July 1, 2016

The bee of the day...

P1150425

16 comments:

Quaestor said...

Hornet.

Jaq said...

In 2012, Mezvinski, the husband of Chelsea Clinton, created a $325 million basket of offshore funds under the Eaglevale Partners banner through a special arrangement with investment bank Goldman Sachs.

[N]ewly released emails from 2012 show that she and Clinton Foundation consultant, Sidney Blumenthal, shared classified information about how German leadership viewed the prospects for a Greek bailout. Clinton also shared “protected” State Department information about Greek bonds with her husband at the same time that her son-in-law aimed his hedge fund at Greece.


Unknown and Shiloh to be along shortly to explain that Trump's lack of a tie in Scotland disqualifies him for the presidency.

All Dick Cheney did was convene a bunch of oil industry executives to make a plan, and here a decade later we are self sufficient in oil production and he is a hated man, but the Clintons? They are just clever business people, doing business the way it ought to be done!

Chuck to be along to explain how this story discredits Trump.

Etienne said...

10-year-old wins PhD-level fellowship

Fun story about a young girl who loves programming her robot, but she needs some help, and so would like to have a mentor at the fellowship because she wants to learn.

She got accepted!

"The streets of Paris are sad. I want to build a robot that will make them happy again," Eva wrote in an application letter.

Here is her Web Page

pm317 said...

Spot the bee contest!

Clayton Hennesey said...

Quaestor's right, that's a yellow jacket, a social wasp which makes a basketball-sized nest underground, not a bee. When Meade mows over it, he will have the opportunity to photograph many more.

Meade said...

"When Meade mows over it" he'll give them one opportunity to not sting him. Otherwise, it's war. Chemical war.

Meade likes real bees, not wasps. Especially stingless bees. Stingless bees make good pets. Or so Meade heard.

Hagar said...

Bret Baier had an interview with Sylvia Burwell, Secretary of HHS, tonight.
All I could think of was "missionary lady."

Freeman Hunt said...

One day we were at the park. One son watched as his friend carried mud clods over to the opening of yellow jacket nest and dropped them on it. Son and friend sprinted away. Another son, totally unaware of the mischief going on behind him, was examining some tree roots several yards away. A yellow jacket, enraged and simpleminded in the most extreme sense of the word, stung the tree-examining son, whose botanical tranquility was thus ended.

Quaestor said...

A yellow jacket, enraged and simpleminded in the most extreme sense of the word, stung the tree-examining son, whose botanical tranquility was thus ended.

He was very fortunate to have been stung only once. Yellow jackets deposit a pheromone on the victim when they sting which draws other members of the colony to the attack.

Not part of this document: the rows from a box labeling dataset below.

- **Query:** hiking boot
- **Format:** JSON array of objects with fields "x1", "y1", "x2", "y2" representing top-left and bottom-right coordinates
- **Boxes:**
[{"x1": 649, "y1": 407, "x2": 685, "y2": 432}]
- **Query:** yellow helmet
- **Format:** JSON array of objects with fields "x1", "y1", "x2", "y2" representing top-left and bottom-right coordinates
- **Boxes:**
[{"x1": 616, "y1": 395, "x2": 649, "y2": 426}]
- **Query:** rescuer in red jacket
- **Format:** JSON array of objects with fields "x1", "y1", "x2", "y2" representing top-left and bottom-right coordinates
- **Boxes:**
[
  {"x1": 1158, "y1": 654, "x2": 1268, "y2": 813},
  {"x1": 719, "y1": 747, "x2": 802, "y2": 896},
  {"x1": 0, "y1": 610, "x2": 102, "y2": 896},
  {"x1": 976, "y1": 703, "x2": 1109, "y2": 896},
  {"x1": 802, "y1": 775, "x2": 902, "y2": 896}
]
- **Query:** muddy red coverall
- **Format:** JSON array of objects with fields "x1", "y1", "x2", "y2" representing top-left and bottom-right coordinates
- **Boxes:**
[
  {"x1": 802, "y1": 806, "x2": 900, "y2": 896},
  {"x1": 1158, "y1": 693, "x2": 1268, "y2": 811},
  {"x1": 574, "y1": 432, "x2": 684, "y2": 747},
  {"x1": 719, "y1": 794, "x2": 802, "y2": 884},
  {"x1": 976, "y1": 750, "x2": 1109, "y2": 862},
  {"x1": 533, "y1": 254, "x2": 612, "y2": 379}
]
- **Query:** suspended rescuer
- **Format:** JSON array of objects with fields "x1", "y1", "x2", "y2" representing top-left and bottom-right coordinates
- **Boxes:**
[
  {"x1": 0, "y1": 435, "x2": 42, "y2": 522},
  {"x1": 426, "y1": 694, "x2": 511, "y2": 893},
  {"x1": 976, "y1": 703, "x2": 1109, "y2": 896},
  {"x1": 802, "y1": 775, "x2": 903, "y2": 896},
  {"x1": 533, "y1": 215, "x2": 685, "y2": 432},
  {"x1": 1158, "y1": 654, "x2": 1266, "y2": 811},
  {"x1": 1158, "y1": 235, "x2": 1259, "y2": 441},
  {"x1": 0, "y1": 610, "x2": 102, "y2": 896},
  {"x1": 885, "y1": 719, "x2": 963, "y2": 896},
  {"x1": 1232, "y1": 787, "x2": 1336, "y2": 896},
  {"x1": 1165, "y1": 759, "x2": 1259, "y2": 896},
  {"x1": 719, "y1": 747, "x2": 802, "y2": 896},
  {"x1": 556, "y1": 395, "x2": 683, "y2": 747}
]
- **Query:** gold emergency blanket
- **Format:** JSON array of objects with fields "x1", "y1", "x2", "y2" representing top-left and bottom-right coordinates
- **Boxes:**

Simpleminded as they are hornets and other more sophisticated social insects operate with programming that puts our best robots to shame. Berkeley, CalTech, and MIT keep promising truly useful AI — just ten more years and 10 billion more dollars — and yet my Roomba is more trouble than its worth.

Clayton Hennesey said...

On the other hand, Meade, yellow jackets feed their larvae on the chewed up mash of caterpillars that love to munch on flowers, saving you from the trouble of doing so.

Meade said...

But Clayton, that's why I grow the flowers -- for the caterpillars. :)

Meade said...

To get butterflies, I mean. Not to chew them into a mash and feed my young.

I do have a human friend who eats cricket flour though. He eats it for medicinal purposes, says it cured a lingering injury in his lower legs he suffered from for many years. Now, after adding cricket flour to his diet, he's pain-free and reportedly good as new.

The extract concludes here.